Trees are one of the best potential sources of biological fuel and chemicals. They grow in marginal soils unsuitable for agriculture; do not require fertilizer, herbicides, or pesticides; and accumulate biomass density for several years before incurring harvest costs. Converting wood resources into liquid fuels and chemical feedstock is becoming more cost competitive thanks in part to FPL research.

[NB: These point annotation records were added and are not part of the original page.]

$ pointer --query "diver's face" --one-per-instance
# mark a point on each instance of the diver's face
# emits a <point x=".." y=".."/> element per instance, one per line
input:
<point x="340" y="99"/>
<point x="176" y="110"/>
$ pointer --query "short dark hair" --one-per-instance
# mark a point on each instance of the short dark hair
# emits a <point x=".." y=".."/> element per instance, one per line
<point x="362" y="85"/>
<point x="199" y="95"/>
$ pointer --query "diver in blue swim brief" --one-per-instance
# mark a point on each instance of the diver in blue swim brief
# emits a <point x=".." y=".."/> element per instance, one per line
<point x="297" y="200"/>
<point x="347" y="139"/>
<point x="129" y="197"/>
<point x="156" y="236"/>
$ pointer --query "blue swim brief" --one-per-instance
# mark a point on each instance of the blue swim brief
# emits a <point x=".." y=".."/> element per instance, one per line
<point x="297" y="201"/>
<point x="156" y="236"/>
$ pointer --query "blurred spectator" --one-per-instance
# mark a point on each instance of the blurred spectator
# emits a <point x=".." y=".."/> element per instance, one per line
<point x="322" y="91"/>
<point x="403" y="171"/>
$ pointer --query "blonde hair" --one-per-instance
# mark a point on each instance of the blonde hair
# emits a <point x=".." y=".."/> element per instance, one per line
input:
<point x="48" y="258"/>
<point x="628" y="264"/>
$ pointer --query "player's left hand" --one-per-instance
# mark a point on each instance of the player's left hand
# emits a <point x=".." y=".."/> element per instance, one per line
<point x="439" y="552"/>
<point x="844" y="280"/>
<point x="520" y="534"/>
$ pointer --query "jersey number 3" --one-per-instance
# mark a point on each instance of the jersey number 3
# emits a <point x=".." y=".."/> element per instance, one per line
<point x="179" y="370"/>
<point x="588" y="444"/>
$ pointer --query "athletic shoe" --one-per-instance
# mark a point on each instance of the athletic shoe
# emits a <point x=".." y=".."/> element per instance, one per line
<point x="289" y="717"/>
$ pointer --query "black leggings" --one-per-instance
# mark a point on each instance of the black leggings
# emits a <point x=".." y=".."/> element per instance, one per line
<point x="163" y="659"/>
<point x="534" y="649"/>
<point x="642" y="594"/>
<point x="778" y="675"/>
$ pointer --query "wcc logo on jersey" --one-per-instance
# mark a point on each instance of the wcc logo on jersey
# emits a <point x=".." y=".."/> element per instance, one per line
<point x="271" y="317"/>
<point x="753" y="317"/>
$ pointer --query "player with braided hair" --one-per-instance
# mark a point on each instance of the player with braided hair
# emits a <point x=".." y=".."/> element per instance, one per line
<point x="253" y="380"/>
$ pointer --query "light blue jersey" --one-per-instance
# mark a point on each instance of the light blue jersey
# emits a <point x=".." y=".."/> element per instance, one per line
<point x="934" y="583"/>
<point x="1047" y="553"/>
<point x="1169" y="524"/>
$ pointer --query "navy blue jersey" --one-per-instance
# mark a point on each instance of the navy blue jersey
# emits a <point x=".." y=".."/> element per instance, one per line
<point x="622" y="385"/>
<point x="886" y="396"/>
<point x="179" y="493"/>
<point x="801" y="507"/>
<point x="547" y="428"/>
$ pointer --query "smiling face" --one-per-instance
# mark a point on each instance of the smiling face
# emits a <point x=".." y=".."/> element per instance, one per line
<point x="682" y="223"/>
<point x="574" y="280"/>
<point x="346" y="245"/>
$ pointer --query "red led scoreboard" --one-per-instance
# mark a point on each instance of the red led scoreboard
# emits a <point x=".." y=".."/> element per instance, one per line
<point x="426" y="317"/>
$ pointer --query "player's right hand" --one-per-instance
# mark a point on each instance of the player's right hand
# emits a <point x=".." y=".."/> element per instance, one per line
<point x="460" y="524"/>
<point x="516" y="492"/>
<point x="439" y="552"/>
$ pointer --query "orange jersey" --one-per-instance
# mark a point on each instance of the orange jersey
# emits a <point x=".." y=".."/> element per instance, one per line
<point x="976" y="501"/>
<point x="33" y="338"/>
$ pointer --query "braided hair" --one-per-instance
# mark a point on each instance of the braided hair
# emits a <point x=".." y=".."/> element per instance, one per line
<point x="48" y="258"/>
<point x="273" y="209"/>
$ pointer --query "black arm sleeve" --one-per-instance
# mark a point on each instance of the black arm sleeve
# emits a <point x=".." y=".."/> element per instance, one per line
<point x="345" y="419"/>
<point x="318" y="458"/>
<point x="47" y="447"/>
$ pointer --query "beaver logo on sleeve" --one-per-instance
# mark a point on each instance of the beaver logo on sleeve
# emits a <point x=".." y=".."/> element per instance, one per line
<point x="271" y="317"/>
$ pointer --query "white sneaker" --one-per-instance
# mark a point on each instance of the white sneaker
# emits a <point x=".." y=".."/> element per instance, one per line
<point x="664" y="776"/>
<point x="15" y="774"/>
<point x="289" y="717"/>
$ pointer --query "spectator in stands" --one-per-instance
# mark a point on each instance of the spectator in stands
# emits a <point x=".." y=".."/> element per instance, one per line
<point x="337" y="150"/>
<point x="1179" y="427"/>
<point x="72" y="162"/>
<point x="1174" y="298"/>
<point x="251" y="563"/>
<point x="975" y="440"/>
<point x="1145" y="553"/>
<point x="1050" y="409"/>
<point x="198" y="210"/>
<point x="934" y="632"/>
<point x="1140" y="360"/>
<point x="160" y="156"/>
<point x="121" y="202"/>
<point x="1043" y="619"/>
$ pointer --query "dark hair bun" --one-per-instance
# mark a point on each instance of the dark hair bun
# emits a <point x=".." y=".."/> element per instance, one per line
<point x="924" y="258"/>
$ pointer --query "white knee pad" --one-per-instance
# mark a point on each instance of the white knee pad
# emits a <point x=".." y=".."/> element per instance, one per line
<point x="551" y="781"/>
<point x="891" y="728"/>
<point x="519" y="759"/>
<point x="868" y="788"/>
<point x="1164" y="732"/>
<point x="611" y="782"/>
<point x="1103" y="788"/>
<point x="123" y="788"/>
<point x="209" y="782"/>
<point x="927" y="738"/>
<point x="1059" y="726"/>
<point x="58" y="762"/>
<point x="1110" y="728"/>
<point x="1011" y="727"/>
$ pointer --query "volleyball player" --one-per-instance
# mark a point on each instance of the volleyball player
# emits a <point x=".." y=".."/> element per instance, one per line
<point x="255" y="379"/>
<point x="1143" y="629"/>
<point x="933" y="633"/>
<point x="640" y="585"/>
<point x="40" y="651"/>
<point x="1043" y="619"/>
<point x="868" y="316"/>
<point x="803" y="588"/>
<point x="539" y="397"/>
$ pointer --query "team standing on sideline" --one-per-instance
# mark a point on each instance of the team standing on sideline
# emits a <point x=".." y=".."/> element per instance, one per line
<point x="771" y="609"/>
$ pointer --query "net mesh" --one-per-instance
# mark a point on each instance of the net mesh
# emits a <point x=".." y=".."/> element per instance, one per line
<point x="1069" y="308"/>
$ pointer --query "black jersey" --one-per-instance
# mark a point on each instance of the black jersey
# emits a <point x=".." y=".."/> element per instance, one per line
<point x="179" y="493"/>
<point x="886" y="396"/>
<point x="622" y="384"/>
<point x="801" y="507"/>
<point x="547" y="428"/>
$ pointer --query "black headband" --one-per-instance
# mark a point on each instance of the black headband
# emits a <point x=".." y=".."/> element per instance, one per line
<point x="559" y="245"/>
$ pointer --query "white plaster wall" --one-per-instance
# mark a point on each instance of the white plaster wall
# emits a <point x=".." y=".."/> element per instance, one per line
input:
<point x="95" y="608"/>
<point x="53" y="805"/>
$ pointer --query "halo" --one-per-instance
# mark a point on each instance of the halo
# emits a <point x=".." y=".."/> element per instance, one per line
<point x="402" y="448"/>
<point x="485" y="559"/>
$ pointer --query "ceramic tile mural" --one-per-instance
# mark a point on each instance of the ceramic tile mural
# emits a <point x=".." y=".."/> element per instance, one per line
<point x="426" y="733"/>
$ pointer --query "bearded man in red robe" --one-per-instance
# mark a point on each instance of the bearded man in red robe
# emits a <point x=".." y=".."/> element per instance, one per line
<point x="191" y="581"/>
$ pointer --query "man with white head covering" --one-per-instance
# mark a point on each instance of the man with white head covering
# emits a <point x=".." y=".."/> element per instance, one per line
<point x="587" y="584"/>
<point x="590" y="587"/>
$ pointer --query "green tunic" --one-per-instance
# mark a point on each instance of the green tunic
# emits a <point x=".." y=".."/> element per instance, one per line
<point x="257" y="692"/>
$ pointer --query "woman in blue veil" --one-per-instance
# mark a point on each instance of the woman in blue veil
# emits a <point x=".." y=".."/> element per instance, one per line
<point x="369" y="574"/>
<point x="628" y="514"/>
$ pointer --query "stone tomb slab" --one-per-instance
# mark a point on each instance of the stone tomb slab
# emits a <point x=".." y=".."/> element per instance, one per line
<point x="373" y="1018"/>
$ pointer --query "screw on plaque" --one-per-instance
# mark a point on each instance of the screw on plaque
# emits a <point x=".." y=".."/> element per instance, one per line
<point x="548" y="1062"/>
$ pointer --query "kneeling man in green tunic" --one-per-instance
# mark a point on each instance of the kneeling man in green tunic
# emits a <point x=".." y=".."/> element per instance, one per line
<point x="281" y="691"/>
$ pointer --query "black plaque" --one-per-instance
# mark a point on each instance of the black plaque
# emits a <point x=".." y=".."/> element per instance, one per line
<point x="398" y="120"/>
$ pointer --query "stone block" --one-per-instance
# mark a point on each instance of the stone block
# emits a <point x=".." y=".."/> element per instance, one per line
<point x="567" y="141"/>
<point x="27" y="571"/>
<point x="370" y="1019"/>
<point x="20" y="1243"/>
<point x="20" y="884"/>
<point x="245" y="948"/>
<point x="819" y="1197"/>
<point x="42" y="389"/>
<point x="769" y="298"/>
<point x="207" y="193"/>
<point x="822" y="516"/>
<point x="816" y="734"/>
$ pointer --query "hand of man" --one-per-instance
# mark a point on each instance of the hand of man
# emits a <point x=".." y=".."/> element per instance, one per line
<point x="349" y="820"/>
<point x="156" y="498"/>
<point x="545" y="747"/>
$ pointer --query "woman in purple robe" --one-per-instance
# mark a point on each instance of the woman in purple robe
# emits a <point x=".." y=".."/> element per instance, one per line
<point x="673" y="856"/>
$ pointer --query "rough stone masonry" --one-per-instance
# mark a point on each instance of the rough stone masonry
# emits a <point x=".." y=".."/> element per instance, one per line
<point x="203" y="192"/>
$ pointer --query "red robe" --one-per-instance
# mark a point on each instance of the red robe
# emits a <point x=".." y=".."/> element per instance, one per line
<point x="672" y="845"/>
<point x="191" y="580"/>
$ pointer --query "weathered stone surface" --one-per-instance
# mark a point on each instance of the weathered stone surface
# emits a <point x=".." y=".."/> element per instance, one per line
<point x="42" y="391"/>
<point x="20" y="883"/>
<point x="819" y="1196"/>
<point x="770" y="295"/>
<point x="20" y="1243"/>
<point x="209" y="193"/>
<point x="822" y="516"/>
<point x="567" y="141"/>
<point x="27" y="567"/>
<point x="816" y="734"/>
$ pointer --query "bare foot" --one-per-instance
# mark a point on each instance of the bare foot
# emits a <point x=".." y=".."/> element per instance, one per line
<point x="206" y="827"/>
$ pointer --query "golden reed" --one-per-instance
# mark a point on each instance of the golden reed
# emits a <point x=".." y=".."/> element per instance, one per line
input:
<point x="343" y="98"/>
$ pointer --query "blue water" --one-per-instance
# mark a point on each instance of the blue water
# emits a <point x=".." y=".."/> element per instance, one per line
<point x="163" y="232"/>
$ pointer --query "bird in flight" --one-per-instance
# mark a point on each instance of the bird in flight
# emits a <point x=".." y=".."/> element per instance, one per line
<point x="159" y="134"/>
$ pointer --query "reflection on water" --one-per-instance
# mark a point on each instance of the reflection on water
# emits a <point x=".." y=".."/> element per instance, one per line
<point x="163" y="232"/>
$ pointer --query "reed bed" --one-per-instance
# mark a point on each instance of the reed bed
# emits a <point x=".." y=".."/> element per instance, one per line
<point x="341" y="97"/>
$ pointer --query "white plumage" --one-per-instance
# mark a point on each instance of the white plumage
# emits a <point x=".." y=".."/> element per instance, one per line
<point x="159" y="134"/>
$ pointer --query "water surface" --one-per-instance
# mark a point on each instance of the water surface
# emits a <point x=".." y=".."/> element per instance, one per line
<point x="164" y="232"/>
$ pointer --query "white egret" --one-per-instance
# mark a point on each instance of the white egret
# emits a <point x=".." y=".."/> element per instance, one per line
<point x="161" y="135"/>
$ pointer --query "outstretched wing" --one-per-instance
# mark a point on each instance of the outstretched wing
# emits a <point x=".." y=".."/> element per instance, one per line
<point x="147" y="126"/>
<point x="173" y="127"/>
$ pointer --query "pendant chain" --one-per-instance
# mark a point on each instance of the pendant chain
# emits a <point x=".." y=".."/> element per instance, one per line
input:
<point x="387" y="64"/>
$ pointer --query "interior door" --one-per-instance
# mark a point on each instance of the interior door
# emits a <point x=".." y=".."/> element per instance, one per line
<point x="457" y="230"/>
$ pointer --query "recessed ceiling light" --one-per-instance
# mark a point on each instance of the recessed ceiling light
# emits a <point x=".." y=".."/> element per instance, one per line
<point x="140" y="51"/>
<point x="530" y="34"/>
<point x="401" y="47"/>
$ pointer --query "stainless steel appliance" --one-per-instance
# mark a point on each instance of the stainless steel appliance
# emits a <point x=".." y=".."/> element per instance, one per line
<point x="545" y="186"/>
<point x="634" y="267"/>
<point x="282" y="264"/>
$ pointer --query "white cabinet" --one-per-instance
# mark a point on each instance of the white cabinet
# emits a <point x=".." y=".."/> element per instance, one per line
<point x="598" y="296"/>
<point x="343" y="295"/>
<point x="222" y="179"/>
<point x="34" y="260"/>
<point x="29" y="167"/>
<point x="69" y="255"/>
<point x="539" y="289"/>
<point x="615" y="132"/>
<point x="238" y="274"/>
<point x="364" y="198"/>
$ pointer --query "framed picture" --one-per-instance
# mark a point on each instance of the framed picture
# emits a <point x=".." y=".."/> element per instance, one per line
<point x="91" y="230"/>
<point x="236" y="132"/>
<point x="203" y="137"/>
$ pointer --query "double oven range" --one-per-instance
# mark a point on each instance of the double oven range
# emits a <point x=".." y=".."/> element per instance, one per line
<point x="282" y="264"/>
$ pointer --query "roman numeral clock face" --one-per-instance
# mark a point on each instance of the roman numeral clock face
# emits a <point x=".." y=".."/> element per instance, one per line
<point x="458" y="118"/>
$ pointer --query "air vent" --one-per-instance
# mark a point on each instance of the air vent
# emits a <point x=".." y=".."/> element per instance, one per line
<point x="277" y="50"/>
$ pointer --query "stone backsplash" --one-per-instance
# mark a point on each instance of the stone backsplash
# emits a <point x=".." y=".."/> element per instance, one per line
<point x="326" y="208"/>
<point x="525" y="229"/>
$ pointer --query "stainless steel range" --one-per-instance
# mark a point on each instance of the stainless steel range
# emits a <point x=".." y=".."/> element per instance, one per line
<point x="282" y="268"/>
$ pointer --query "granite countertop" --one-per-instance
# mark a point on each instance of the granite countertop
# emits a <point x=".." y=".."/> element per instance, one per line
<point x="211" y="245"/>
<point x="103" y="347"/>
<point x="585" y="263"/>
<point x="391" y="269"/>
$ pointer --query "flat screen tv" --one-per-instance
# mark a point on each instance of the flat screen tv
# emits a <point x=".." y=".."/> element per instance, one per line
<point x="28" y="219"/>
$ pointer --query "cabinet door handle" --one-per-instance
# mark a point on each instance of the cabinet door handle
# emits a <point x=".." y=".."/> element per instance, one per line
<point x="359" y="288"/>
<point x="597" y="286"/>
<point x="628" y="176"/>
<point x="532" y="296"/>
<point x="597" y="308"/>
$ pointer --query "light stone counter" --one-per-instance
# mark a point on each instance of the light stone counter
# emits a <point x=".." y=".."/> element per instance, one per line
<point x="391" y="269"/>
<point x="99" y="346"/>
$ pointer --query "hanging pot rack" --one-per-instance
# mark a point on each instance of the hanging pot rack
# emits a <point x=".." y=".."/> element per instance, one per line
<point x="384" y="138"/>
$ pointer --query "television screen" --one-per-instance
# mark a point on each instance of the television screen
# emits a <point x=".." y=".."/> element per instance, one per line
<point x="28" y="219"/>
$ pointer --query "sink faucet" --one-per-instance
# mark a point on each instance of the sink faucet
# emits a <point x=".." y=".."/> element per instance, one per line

Scientists are conducting nanoscale research to learn more about the fundamental components of wood. Nanotechnology is a multi-disciplinary field of applied science and technology. Nanocellulose holds revolutionary potential for the forest products sector and is the economic key to accelerated forest restoration. Nanocellulose can be a cost-effective substitute for non-renewable resources in all manufacturing sectors.
Woody Biomass Utilization
U.S. forests contain a substantial amount of small-diameter, overstocked, and underutilized material. Scientists study small-diameter woody material, identify potential uses, and provide technology that can help rural-based communities create successful businesses from the by-products of forest management projects. Our research explores the potential of small-diameter roundwood as a structural material for bridges, boardwalks, trail structures, picnic shelters, storage sheds, and other rustic buildings.